Untuk mempertanyakan kembali cintaku
Bukan untuknya, bukan untuk siapa..
Karna yang kumau hanya kamu..
>><<
“……sampai pada akhirnya, sang putri bertemu dengan pangeran. Mereka menikah dan hidup bahagia. SELESAI ! bagus kan dongengnya ?” tanya sesosok pemuda yang tengah duduk di kursi kayu disamping ranjang.

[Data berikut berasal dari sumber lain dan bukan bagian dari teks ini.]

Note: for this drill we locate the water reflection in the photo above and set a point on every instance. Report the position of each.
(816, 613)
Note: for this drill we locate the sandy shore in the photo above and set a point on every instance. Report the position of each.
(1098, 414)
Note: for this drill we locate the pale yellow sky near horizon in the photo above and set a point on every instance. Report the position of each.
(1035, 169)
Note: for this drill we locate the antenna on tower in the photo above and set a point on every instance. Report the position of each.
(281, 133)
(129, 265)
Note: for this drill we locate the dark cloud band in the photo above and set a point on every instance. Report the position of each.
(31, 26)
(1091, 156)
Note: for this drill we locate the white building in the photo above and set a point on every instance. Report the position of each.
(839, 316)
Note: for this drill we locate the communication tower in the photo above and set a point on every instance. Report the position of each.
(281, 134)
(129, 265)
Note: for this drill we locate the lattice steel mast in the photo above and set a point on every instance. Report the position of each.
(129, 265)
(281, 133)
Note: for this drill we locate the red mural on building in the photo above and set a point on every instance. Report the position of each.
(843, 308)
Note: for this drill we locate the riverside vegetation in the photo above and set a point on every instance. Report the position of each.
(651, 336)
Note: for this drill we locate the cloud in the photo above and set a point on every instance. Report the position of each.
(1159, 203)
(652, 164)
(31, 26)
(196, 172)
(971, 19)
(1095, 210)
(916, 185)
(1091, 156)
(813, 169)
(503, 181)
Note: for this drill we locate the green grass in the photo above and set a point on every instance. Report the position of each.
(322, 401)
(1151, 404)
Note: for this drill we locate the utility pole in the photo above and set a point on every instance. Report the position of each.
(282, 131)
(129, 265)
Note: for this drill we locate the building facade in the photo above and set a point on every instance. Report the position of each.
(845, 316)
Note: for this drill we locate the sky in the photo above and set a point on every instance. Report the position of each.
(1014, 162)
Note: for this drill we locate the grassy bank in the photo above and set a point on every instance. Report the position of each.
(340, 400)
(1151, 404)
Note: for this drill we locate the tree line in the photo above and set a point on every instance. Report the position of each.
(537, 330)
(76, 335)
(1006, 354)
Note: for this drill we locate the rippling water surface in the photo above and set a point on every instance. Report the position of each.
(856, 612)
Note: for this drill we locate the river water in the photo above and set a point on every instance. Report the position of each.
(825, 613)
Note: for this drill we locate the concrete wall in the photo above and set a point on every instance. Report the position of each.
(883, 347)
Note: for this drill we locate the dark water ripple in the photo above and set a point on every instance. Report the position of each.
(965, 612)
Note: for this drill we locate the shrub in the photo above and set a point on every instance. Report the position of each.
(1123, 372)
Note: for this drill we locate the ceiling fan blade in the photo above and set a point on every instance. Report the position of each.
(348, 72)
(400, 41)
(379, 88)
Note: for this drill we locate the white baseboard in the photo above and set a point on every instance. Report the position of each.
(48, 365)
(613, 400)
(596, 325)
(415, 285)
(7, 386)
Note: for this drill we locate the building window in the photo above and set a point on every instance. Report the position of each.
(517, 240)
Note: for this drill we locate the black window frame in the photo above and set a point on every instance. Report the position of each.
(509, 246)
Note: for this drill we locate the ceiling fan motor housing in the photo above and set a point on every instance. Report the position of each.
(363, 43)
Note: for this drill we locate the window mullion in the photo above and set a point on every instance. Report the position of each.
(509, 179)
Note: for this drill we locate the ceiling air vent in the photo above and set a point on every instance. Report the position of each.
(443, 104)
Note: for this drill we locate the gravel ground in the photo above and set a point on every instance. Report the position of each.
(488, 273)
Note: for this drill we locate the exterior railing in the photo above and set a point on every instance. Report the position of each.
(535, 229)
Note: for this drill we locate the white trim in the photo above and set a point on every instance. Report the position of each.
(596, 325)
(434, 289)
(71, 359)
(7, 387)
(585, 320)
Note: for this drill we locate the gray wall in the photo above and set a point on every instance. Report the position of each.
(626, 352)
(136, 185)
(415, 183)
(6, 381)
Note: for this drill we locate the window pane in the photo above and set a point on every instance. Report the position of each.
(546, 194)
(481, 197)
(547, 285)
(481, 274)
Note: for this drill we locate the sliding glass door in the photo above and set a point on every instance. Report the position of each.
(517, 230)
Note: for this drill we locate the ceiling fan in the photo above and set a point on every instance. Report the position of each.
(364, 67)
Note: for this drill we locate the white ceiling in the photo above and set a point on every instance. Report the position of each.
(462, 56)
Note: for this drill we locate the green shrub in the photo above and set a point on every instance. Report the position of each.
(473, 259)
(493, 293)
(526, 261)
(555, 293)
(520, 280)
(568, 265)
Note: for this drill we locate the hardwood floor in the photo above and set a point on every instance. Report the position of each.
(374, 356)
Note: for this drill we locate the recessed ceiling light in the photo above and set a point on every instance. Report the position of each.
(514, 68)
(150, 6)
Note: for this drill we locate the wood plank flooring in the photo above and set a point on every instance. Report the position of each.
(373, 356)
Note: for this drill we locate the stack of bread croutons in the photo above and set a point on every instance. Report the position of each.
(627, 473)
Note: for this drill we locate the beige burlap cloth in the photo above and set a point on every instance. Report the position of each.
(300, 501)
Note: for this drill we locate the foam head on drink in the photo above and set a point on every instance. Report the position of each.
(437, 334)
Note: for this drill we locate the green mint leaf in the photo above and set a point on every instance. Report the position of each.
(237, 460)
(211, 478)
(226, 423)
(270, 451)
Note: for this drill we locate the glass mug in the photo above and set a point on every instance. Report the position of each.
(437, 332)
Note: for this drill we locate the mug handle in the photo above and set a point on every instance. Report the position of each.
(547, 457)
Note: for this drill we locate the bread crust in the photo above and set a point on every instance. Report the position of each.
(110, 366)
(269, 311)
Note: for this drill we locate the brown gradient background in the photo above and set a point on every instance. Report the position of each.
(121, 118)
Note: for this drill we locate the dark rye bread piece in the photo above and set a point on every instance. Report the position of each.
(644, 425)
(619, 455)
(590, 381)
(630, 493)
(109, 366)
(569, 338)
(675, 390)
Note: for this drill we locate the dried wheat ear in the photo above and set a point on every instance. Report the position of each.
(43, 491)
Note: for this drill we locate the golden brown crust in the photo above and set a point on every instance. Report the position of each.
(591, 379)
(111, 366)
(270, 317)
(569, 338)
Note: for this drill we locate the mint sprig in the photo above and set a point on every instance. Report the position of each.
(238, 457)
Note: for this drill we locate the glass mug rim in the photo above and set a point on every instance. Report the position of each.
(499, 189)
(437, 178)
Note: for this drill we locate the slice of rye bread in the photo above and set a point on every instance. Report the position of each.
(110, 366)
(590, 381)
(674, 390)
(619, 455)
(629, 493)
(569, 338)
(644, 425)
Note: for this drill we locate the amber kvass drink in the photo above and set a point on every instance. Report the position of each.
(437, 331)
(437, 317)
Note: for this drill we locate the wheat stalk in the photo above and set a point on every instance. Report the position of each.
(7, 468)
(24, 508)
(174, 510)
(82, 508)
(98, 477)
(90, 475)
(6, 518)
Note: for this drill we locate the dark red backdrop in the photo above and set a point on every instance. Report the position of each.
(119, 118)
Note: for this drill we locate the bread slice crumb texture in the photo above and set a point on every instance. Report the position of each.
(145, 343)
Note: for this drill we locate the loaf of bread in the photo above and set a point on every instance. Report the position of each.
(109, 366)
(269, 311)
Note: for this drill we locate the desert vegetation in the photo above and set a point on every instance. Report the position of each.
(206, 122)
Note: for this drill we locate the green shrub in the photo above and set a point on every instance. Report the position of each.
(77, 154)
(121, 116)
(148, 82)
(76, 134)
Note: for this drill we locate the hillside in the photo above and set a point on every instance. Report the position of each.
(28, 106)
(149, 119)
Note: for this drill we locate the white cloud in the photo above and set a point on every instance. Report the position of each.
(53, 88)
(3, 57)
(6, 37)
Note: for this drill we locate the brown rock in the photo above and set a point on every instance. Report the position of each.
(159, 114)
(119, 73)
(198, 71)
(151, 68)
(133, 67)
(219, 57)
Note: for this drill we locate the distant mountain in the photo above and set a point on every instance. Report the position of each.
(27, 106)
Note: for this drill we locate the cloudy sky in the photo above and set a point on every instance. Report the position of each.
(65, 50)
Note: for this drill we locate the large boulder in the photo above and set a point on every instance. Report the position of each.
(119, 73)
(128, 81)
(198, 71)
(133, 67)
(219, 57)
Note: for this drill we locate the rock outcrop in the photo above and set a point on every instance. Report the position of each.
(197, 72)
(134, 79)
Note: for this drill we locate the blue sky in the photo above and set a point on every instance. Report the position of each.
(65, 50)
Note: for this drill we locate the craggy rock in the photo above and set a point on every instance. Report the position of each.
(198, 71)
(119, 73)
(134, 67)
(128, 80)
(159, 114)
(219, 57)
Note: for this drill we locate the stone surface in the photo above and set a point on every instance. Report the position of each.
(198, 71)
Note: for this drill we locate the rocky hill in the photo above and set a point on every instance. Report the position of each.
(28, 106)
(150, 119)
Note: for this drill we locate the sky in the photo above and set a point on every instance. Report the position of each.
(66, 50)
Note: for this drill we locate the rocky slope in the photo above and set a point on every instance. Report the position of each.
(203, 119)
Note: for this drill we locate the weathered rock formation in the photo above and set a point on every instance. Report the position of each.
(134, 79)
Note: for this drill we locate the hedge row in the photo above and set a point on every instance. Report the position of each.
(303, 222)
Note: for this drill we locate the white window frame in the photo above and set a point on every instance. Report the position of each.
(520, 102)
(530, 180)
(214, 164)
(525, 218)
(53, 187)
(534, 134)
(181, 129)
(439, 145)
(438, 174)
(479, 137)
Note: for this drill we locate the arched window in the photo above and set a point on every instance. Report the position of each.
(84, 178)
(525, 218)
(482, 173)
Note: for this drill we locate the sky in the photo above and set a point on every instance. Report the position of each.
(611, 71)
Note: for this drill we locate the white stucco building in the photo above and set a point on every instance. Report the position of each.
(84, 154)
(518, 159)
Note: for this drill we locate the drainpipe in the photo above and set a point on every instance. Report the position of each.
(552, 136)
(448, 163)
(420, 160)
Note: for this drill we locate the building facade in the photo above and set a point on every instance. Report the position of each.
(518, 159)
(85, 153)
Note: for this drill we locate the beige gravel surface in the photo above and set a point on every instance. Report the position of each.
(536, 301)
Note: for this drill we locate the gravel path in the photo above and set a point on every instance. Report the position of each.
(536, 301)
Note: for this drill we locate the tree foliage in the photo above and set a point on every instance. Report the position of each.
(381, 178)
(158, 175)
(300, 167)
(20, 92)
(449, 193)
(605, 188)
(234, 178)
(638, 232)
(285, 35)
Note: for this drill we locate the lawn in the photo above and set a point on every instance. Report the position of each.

“Bagus Vin, aku suka..” terdengar jawaban. Alvin, nama pemuda tersenyum kala mendengar jawaban dari orang yang ditanyainya.
“Aku suka kalo kamu suka. Besok besok, aku ceritain lagi. yang lebih bagus. aku berharap, kisah kita sama seperti dongeng dongeng yang berakhir bahagia, kisah cinta antara putri, dan pangeran” balas Alvin. tangannya menggenggam jemari sosok lain didalam ruangan itu. yang sebenarnya tengah terbaring lemas di ranjang. Berkali kali Alvin menciumi punggung tangan sosok tersebut.
“Ops, udah malem nih. Kamu kan harus istirahat biar cepet sembuh. Aku juga mau tidur. Night princess” sesaat setelah berpamitan, pemuda itu bangkit dan mencium kening gadis yang masih diam dalam posisinya.
“Mimpi indah ya Vin” Alvin tersenyum dan mengangguk.
“You too..”
Selangkah demi selangkah hingga membawa Alvin sampai di ujung pintu. Sebelum membuka pintu keluar, kembali Alvin menoleh kearah ranjang, tersenyum sambil bergumam.
‘I love you’
Barulah lampu dimatikan. Dan pemuda itu keluar menuju tempatnya..
>><<
Pagi itu tak ada yang berbeda dari pagi pagi sebelumnya. Aktifitas sama dilakukan sang penghuni didalamnya. Rumah besar itu memang hanya dihuni oleh 4 orang. 2 orang tuan rumah yaitu Alvin dan gadis itu. 2 orang lagi merupakan pekerja. Seorang satpam, Pak Hadi. Dan seorang pembantu, Bik Esti. Kedua orang tua Alvin telah lama berpisah. Sibuk di dunia mereka masing masing. Sehingga hampir tak ada waktu luang untuk putra mereka.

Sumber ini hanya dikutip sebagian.